In October 2005, OSI listed the stock of Spacelabs on the London AIM Exchange, selling 20% of the shares to institutional investors and retaining 80% ownership. Through the offering, the company raised about $27 million net of expenses.

Spacelabs used the proceeds raised in that offering to repay about $22 million of its $57.3 million debt to OSI -- leaving a balance owed to OSI of about $35 million.

OSI originally acquired Spacelabs in March 2004 for a price of $57 million (MDD, March 24, 2004).

Spacelabs was previously a unit of Instrumentarium (Helsinki, Finland), which was acquired by GE Medical Systems (Waukesha, Wisconsin) in a $2 billion deal in October 2003.

To complete the acquisition of Instrumentarium, GE agreed with both U.S. and European regulatory agencies to divest Spacelabs’ business worldwide. As part of those agreements, GE committed to provide the acquirer of Spacelabs the rights to distribute and market certain GE products and accessories.

The mandated sale made it very much a buyers’ market, with the $57 million figure representing a fraction of the $140 million Instrumentarium paid for Spacelabs in July 2002.

Spacelabs is comprised of several healthcare businesses: patient monitoring, anesthesia, pulse oximetry, osteoporosis diagnostics, clinical trials and now cardiology.

In other dealmaking news:

Genstar Capital a middle-market private equity firm focused on investments in selected segments of the life sciences and healthcare services, industrial technology, business services and software services, reported that it has completed its previously disclosed $797 million acquisition of PRA International (Reston, Virginia), a global clinical research organization.

“Our new status as a private company will enable our entire work force to be even more focused on attaining our common goal to provide outstanding clinical research trials for our clients,” said Terrance Bieker, CEO of PRA, who will continue in that role.

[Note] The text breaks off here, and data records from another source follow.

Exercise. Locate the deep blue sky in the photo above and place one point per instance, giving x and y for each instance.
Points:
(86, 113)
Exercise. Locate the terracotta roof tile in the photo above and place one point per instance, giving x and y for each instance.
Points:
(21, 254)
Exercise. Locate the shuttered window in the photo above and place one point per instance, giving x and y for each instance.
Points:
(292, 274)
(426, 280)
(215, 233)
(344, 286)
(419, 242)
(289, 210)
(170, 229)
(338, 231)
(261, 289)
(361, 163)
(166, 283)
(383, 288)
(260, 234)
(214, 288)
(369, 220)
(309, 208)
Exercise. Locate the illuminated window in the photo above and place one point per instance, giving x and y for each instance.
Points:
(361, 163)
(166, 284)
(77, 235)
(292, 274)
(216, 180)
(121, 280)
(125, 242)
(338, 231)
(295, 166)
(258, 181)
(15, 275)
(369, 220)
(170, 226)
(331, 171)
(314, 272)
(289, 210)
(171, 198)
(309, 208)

Stockholders of PRA approved the transaction at a special meeting held on Dec. 12. They will receive $30.50 a share in cash for each share of common stock. The merger was first disclosed in July.

The company’s common stock was delisted from the Nasdaq yesterday.

Credit Suisse Securities (USA) acted as financial advisor to the PRA special committee. Dewey & LeBoeuf served as legal advisor to the special committee. UBS Investment Bank and Jefferies acted as financial advisors and Latham & Watkins as legal advisor to Genstar.

• SmartOps (Pittsburgh), a provider of enterprise-class supply chain optimization solutions, reported that Wyeth Pharmaceuticals (Madison, Wisconsin) has licensed its Enterprise Inventory Optimization (EIO) software solution. Financial terms of the licensing were not disclosed.

SmartOps says that EIO is designed “to enable customers to achieve both a rapid return on investment and a long-term competitive advantage by determining the best possible inventory and product availability plans given aggressive customer service goals and inherent uncertainties, time-varying data, multi-location and inventory stage complexities.”

SmartOps says its solutions have improved supply chain performance at companies in discrete manufacturing, consumer durables and packaged goods, technology, pharmaceutical manufacturing, distribution and retail industries.